Once they've eaten until their eyes bulge, I anticipate they'll just vomit the excess outside my bedroom door.
Also while I was at Target I picked up some other essentials, such as a little felt purse shaped like a barn, and some farm animals to go with it. Also, two Styrofoam swords, six pairs of novelty socks, and an infinity scarf.
All of these things seemed like a must-have when I put them into the cart, which is the genius of Target, but now I am home with the cheese balls and the farm animals, and the swords, and thinking maybe toilet paper and shampoo would have been good too.
Clearly things need to change around here. We need to economize. Make a list and stick to it! Say no to
impulse buys. Even a three year old can resist a felt barn purse, so why can't I? I know this because after I exclaimed, "Oh, look! It's a little BARN!", a woman behind me stopped her cart to get one too. She handed it to her daughter, who promptly threw it on the floor and sobbed, "I don't LIKE a barn!"
So. Frugality is going to be my new watchword.
Either that or find a sugar daddy.
Which reminds me to ask you - does anyone know how much an oral surgeon makes? This is relevant.
Two days ago I drove my husband to the oral surgeon's office to get a a dental implant. After the procedure the white-haired nurse called me to the back.
"He did very well!" she said, patting him on the head affectionately. "The doctor gave him propofol! Not everyone gets propofol!"
Then the doctor bounded into the room like a rat terrier in a bandanna and scrubs. "Hey there!" he said to my husband, who gave him a stoned grin and an eyeball roll from his recovery lounge chair.
Dr. Oral Surgeon turned reluctantly in my direction.
"You must be his driver," he said. Then he turned his back on me.
"So!" he continued brightly, looking into my husband's unfocused eyes. "It went great!" He paused, and his tone grew more intimate, more....playful. "I nearly sewed your beard to your gums, Big Guy! Ha Ha!"

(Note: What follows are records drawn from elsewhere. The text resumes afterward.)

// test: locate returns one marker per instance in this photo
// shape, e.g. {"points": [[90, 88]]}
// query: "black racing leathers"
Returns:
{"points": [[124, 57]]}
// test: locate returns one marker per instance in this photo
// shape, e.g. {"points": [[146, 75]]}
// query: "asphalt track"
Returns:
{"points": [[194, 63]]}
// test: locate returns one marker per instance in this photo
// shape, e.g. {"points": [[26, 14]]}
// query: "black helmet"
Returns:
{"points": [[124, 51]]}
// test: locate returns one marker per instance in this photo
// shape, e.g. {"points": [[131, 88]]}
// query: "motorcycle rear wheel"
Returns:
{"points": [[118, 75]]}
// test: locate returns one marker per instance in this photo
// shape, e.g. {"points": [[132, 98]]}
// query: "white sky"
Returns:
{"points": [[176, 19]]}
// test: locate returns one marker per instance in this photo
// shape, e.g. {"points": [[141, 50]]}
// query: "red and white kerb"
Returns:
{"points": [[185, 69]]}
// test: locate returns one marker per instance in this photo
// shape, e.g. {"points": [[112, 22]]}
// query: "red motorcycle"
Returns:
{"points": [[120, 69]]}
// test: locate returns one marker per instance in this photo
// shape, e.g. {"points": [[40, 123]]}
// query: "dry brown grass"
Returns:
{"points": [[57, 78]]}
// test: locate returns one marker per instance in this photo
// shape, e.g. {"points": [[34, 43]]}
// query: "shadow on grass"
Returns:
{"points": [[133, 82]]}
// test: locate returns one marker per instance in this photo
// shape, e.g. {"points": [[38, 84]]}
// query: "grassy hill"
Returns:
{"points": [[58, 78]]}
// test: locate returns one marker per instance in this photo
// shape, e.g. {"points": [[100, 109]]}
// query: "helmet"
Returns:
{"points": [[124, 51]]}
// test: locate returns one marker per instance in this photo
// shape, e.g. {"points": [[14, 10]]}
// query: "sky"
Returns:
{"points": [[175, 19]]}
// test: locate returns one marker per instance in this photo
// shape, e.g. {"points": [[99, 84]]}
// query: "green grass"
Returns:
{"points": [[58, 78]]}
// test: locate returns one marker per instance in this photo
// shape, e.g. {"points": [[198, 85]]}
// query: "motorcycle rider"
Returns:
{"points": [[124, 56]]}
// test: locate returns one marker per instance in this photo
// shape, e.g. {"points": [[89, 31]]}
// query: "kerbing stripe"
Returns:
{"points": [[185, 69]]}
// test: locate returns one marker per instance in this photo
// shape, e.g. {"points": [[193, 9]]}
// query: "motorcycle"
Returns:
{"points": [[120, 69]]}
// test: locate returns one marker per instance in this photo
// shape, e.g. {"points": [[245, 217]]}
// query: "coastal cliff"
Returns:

No response from the lounge chair.
The doctor moved in a little closer. "I have to tell you," he continued, " I got to use my biggest implant today. I don't get to do THAT very often. You could take it, because you are quite the big guy, aren't you? That jaw bone had plenty of room to seat that implant. Impressive!"
Then he leaned over and put his hand on my husband's arm. My husband looked confused, but pleasant.

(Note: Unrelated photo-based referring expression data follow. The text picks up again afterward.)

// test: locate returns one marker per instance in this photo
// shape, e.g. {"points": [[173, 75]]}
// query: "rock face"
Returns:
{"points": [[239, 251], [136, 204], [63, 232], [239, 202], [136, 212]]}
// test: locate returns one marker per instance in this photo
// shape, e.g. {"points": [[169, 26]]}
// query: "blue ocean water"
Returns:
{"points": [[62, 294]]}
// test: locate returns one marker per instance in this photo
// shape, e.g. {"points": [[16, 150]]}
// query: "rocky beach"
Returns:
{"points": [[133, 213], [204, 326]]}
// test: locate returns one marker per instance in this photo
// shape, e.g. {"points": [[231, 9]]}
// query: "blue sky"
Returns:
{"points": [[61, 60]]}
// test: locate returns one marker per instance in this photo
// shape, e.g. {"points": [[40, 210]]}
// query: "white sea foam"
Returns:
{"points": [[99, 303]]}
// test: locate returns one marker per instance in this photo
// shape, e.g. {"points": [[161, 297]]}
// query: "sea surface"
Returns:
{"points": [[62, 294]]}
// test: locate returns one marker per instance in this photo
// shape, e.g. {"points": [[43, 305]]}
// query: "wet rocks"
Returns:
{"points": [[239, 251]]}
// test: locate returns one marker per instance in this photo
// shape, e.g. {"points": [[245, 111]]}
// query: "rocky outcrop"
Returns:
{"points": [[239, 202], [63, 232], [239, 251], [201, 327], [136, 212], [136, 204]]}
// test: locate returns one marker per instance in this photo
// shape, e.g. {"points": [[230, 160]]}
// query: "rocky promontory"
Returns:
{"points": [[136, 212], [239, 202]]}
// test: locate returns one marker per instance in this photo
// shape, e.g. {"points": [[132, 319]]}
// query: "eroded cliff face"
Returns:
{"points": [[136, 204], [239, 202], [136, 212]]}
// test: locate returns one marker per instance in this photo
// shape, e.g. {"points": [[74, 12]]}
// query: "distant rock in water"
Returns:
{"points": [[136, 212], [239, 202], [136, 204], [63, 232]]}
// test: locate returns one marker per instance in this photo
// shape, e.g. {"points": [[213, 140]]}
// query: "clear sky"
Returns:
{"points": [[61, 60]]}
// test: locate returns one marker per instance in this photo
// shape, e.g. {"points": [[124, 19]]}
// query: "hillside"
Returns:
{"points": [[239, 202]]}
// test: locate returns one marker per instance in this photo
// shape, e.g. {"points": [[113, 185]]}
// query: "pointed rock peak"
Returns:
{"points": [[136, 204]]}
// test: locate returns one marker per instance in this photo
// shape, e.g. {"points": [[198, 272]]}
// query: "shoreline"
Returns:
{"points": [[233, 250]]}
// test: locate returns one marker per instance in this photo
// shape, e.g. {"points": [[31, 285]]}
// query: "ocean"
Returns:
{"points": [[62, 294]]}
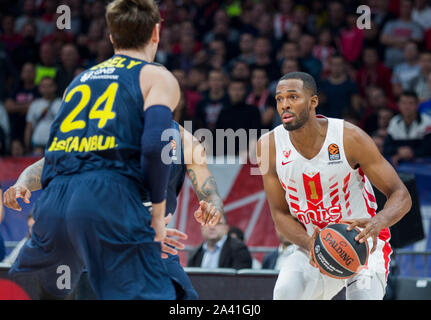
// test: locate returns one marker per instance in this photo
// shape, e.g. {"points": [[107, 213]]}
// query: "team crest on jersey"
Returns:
{"points": [[286, 155], [333, 152]]}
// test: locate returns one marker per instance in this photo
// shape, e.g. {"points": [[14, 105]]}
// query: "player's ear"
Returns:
{"points": [[155, 37], [314, 101]]}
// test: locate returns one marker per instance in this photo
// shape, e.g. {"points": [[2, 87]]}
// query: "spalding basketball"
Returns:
{"points": [[337, 253]]}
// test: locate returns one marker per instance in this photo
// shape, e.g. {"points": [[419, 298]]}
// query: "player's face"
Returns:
{"points": [[293, 103]]}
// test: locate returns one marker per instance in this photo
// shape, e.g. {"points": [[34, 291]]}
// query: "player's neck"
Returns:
{"points": [[144, 54]]}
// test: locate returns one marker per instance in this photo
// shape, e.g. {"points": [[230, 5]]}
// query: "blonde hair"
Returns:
{"points": [[131, 22]]}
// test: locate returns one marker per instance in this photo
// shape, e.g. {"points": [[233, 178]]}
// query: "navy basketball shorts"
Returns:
{"points": [[94, 221]]}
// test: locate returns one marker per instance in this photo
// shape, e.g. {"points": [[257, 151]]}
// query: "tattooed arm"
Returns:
{"points": [[210, 203], [28, 181]]}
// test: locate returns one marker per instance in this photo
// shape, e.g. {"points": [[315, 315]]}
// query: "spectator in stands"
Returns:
{"points": [[10, 259], [261, 97], [69, 63], [180, 113], [420, 82], [7, 72], [219, 250], [288, 65], [283, 19], [19, 101], [351, 39], [289, 50], [28, 50], [241, 71], [381, 13], [421, 14], [405, 72], [373, 73], [9, 37], [409, 133], [46, 67], [29, 11], [338, 93], [425, 107], [246, 49], [40, 116], [212, 102], [197, 79], [1, 210], [336, 17], [275, 259], [324, 49], [235, 232], [221, 30], [238, 115], [396, 33]]}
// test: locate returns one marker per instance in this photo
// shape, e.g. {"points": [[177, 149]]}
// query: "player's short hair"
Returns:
{"points": [[131, 22], [307, 80]]}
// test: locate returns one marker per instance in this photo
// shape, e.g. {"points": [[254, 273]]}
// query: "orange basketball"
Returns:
{"points": [[337, 253]]}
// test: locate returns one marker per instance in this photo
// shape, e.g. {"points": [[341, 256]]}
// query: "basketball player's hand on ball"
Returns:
{"points": [[13, 193], [169, 244], [371, 228], [311, 247], [207, 214]]}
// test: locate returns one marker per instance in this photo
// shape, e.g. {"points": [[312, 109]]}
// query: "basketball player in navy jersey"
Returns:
{"points": [[188, 156], [317, 171], [104, 149]]}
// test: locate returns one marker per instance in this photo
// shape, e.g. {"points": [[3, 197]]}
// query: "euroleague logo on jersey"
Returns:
{"points": [[334, 152]]}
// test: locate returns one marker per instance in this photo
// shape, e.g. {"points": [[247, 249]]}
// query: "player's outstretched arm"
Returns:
{"points": [[284, 222], [210, 203], [28, 181], [361, 151], [161, 94]]}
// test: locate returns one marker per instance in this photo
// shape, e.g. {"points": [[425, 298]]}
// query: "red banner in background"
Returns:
{"points": [[11, 168]]}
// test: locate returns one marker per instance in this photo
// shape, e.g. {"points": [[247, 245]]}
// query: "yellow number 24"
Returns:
{"points": [[108, 97]]}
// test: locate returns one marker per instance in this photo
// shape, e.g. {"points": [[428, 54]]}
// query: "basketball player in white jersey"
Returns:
{"points": [[318, 171]]}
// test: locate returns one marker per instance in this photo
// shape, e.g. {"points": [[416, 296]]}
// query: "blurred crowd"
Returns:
{"points": [[228, 56]]}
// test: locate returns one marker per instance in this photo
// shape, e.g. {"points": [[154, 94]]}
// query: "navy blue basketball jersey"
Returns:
{"points": [[100, 122]]}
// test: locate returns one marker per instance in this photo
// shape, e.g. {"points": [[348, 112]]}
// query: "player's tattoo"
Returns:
{"points": [[30, 177], [207, 191]]}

I cleared my throat, and the doctor stood upright again, suddenly all business as he ran through the instructions. Then Big Guy was loaded into a wheelchair clutching his gauze and complimentary chapstick, and we were on our way.
I thought it was a harmless flirtation until two hours later, when the florist showed up at our front door with flowers for my husband. From Dr. Oral Surgeon.
I have to tell you, I was kind of excited. Maybe, if we worked something out, an open arrangement of some kind, the good doctor could help me support my felt barn habit. All the Big Guy had to do was play along.
But then the husband saw the flowers and muttered, "So that's where my co-pay went," and I knew it wasn't going to be easy.
I think if the surgeon had sent my husband an ice axe, or a polishing chamois, the outcome may have been different.
I'm pinning my hopes on the follow-up appointment on Thursday. My barn needs a litter of piglets.